Mein brandheißes Hobby: Leben retten!

Ein flackerndes Licht ist aus einer Ecke des Raumes zu erkennen. Ansonsten sehe ich die Hand kaum vor Augen. Vorsichtig taste ich mich am Schlauch durch den Raum. Die Ausrüstung ist schwer und ich kann mich nur eingeschränkt bewegen. Mir ist heiß. Nur wenige Meter von mir entfernt liegt ein Körper leblos auf dem Boden. Jetzt muss alles schnell gehen, auch wenn es sich hier nur um eine Übung für eine so genannte „Crashrettung“ handelt. Denn Menschen retten ist mein Hobby: Ich bin bei der Freiwilligen Feuerwehr!

In Hamburg gibt es 17 Feuer- und Rettungswachen, die von 2981 Berufsfeuerwehrfrauen und -männern in Zwölf-Stunden-Schichten besetzt werden. Unterstützt werden sie von 86 Freiwilligen Feuerwehren, die wiederum von 2659 ehrenamtlichen Feuerwehrfrauen und -männern nach dem Feierabend belegt werden (Stand: 2020). Vom Studierenden über den Handwerker bis hin zum Geschäftsführer ist alles dabei.

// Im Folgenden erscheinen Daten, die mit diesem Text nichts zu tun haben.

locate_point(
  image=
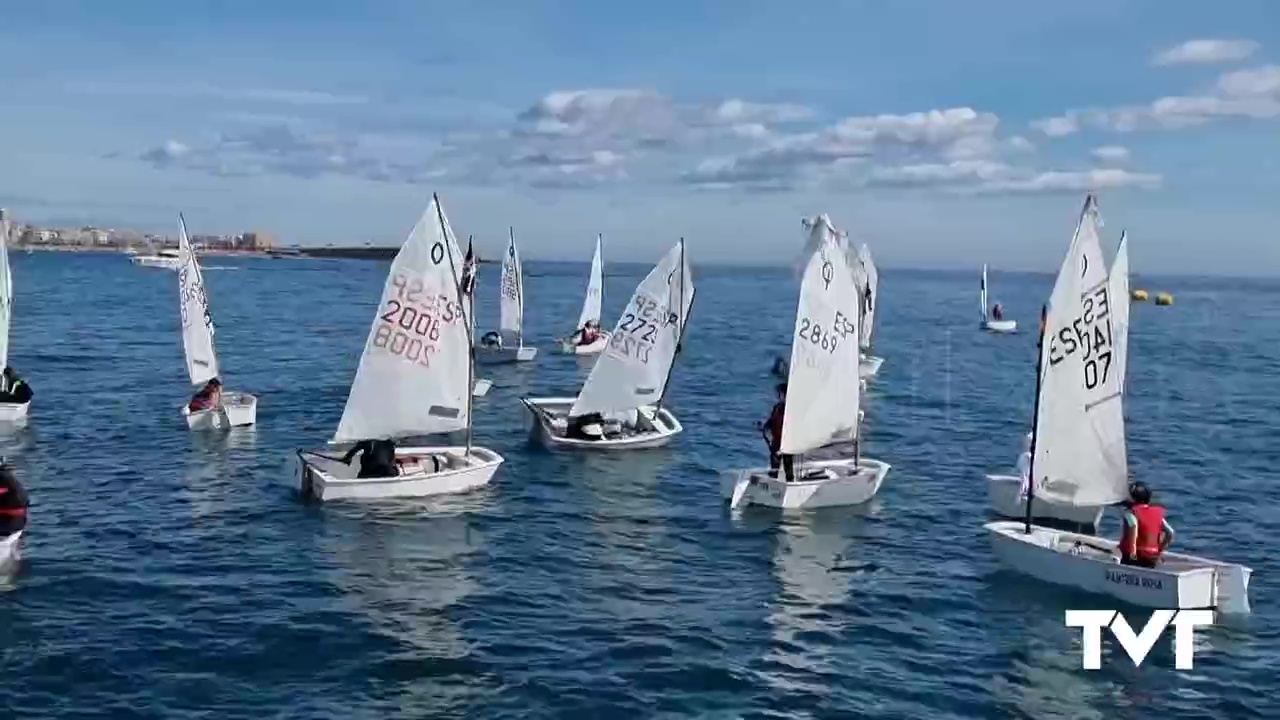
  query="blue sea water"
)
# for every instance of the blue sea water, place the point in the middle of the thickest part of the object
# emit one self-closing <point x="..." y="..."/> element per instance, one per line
<point x="172" y="574"/>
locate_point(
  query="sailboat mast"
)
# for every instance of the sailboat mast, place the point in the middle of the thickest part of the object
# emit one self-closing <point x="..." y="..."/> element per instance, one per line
<point x="1031" y="464"/>
<point x="520" y="286"/>
<point x="466" y="320"/>
<point x="680" y="331"/>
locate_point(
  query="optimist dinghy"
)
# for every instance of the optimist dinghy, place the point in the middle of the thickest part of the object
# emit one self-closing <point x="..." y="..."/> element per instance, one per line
<point x="590" y="310"/>
<point x="1008" y="492"/>
<point x="1078" y="455"/>
<point x="630" y="378"/>
<point x="415" y="378"/>
<point x="823" y="396"/>
<point x="197" y="343"/>
<point x="507" y="343"/>
<point x="990" y="323"/>
<point x="9" y="411"/>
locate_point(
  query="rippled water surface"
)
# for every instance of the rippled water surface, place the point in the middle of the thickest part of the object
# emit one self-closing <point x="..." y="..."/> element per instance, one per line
<point x="169" y="574"/>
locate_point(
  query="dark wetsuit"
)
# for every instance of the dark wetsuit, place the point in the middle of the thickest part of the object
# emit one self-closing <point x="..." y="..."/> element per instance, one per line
<point x="775" y="433"/>
<point x="13" y="504"/>
<point x="14" y="390"/>
<point x="378" y="459"/>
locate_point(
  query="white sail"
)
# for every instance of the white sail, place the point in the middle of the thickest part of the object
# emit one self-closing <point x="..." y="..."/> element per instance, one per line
<point x="1119" y="282"/>
<point x="594" y="290"/>
<point x="982" y="295"/>
<point x="414" y="377"/>
<point x="871" y="299"/>
<point x="512" y="308"/>
<point x="1080" y="455"/>
<point x="823" y="384"/>
<point x="632" y="370"/>
<point x="5" y="290"/>
<point x="197" y="324"/>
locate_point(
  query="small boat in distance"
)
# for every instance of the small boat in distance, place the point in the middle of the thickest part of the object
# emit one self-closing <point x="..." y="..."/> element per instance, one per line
<point x="236" y="409"/>
<point x="622" y="396"/>
<point x="507" y="343"/>
<point x="164" y="259"/>
<point x="415" y="378"/>
<point x="990" y="322"/>
<point x="590" y="310"/>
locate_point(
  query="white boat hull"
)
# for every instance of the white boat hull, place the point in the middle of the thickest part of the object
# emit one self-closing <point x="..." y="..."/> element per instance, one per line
<point x="156" y="261"/>
<point x="325" y="478"/>
<point x="10" y="554"/>
<point x="842" y="483"/>
<point x="571" y="347"/>
<point x="490" y="355"/>
<point x="1005" y="496"/>
<point x="1000" y="326"/>
<point x="238" y="409"/>
<point x="1087" y="563"/>
<point x="548" y="418"/>
<point x="868" y="365"/>
<point x="14" y="411"/>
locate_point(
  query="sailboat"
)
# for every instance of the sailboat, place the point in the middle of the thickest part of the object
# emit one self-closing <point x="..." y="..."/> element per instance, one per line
<point x="9" y="411"/>
<point x="197" y="343"/>
<point x="868" y="364"/>
<point x="414" y="379"/>
<point x="507" y="345"/>
<point x="470" y="278"/>
<point x="823" y="395"/>
<point x="630" y="378"/>
<point x="988" y="323"/>
<point x="1008" y="492"/>
<point x="590" y="309"/>
<point x="1078" y="455"/>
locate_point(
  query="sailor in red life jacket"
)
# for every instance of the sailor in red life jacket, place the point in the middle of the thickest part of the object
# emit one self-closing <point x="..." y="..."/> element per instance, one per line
<point x="773" y="436"/>
<point x="1147" y="534"/>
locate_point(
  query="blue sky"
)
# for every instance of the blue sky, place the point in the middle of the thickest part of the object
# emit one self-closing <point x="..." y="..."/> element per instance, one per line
<point x="942" y="133"/>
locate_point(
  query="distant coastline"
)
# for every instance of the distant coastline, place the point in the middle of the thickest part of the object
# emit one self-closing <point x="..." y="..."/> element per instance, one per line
<point x="357" y="253"/>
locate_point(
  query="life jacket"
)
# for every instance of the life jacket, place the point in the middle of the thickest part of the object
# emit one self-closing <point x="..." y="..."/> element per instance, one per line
<point x="1150" y="523"/>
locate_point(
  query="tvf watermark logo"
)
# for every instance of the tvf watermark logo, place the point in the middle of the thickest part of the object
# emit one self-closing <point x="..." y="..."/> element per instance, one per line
<point x="1138" y="645"/>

Feuerwehrfrau Antonia Tönnies im Feuerwehrwagen / MARIUS ROEER
FF Schnelsen Antonia Tönnies
Feuerwehrfrau Antonia Tönnies im Feuerwehrwagen

Hintergedanke der Gründung der Freiwilligen Feuerwehr war, dass die Bürger:innen sich unter einander selbst schützen wollten – vor allem im Bereich der Brandbekämpfung. Heute sind die ehrenamtlichen Helfer:innen unersetzlich. Sie entlasten und unterstützten die Beamten und Kamerad:innen in ihrer Arbeit. Ich gehöre nun schon fast mein halbes Leben dazu.

Mein härtester Einsatz: Ein Großfeuer in einem Tierfutter-Fachhandel

Als ich elf Jahre alt war, meldete meine Mutter mich und meinen Bruder in Schnelsen an. Sie hatte im Wochenblatt einen Artikel über die Arbeit der Jugend Feuerwehr gelesen, in der Kinder und Jugendliche zwischen 10 und 18 Jahren mitmachen können. Mittlerweile gehöre ich der Einsatzleitung an.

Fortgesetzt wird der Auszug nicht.